Take One for the Team
Posted October 29, 2009 3:37 PM
I have a confession to make. And I must honestly admit that I wouldn't make this confession if it weren't for the fact that there was an important lesson that I want to share with you. So, based on the greater good, here goes: I watch "Desperate Housewives."
What do I get out of it? Nothing -- except pure mindless relaxation. That was until last night's episode where a particular lesson was offered. And then, today, a client came in and we were working on an issue. As I tried to explain my point to him, it reminded me of last night's show. That convinced me to communicate my insight with you as well.
The show
In "Desperate Housewives," a handyman is hired by a couple. The handyman, being older and traditional, does not just take the wife's decisions as his instructions but double checks everything with her husband. This infuriates her and she fires him but not before he lets her know how castrating she is.

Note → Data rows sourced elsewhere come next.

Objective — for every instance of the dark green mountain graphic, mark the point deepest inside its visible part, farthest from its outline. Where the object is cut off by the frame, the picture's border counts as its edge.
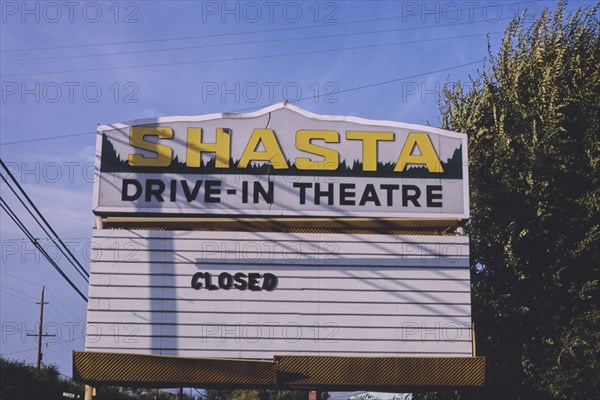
(112, 162)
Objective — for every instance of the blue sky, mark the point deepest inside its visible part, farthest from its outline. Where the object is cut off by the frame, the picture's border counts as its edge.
(68, 66)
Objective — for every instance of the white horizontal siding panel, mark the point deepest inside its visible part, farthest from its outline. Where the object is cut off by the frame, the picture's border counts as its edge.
(319, 331)
(283, 308)
(297, 343)
(299, 295)
(118, 321)
(136, 271)
(197, 258)
(352, 281)
(369, 294)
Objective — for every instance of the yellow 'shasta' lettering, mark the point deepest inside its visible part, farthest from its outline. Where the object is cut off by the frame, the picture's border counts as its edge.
(427, 155)
(137, 135)
(272, 152)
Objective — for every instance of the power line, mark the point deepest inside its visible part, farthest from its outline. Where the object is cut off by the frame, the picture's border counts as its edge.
(299, 53)
(248, 42)
(49, 138)
(305, 98)
(24, 229)
(20, 279)
(214, 35)
(47, 344)
(62, 247)
(41, 226)
(372, 84)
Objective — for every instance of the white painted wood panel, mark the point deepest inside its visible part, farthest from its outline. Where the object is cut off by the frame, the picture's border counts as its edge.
(337, 294)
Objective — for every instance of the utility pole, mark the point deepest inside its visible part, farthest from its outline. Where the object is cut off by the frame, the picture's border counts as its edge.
(40, 334)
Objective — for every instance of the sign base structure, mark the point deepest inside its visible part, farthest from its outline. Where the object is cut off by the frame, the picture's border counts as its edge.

In a later scene, the husband was going to take out chicken for dinner but his wife tells him to defrost hamburgers instead; he readily agrees. He then approaches the handyman and explains that when his wife was a little girl, her father left, and her whole world fell apart. As a result, the only way she feels safe is to control everything, including him. And so ... knowing this, he lets her. He feels that as a loving husband it is his job to help his wife feel safe.
Now, I know that this is TV and this man had writers helping him along. But it got me thinking. Isn't that what our relationships are supposed to be about? Isn't that just an extension of what I've been discussing in the articles about attachment?
The reality
My client, today, was discussing two main issues. One is that because he is basically retired and spends a great deal of time with his spouse, he doesn't find anything wrong with also taking periodic trips with the guys. Though he lets her know before he does it, he doesn't include her in on his thinking process. I encouraged him to consider thinking like a team. In doing so, you wouldn't make a play at the last moment without your team knowing what you were planning on doing.
Additionally, he was telling me that his wife is sensitive and keeps asking for reassurances of how he feels about her. In his mind, there's nothing more important than her. Key phrase: "in his mind." So, embarrassed as I was, I confessed to him also that I indulge in "Desperate Housewives" and shared the same scenes I talk about here.
He got it! As her husband, it's part of my responsibility to make her feel safe -- "And if letting her know that she's important to me will do that, then that's what I should do."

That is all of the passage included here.